Lawyers had appealed to free Sandra from the Buenos Aires zoo by arguing that although not human, she should be given legal rights.
They had argued that she was being illegally detained.
If there is no appeal, the ape will be transferred to a sanctuary in Brazil where she will enjoy greater freedom.
The singular case hung on whether the animal was a "thing" or a "person".
In December a New York State court threw out a request to free a privately owned chimpanzee arguing that the animal was property and had no legal rights.
'A person'
Lawyers for Argentina's Association of Professional Lawyers for Animal Rights (Afada) said Sandra was "a person" in the philosophical, not biological, sense.
She was, they argued, in a situation of illegal deprivation of freedom as a "non-human person".
They had filed a "habeas corpus" writ in her favour last November over "the unjustified confinement of an animal with probable cognitive capability".
Afada lawyer Paul Buompadre was quoted as saying by La Nacion newspaper: "This opens the way not only for other Great Apes, but also for other sentient beings which are unfairly and arbitrarily deprived of their liberty in zoos, circuses, water parks and scientific laboratories."

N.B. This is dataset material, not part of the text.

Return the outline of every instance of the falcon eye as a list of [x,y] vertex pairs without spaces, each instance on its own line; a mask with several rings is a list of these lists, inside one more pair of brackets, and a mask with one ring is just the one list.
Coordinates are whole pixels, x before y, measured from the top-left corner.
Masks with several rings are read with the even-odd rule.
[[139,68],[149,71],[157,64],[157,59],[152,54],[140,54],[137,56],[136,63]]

The court judges had rejected the writ several times before deciding finally that Sandra could be considered to have rights to freedom which needed defending.
Sandra was born in 1986 in a German zoo and arrived in Buenos Aires in September 1994.
She regularly tried to avoid the public in her enclosure.
If there is no appeal against the court's decision from the Buenos Aires zoo, she will be transferred to a primate sanctuary in Brazil where she can live in partial liberty.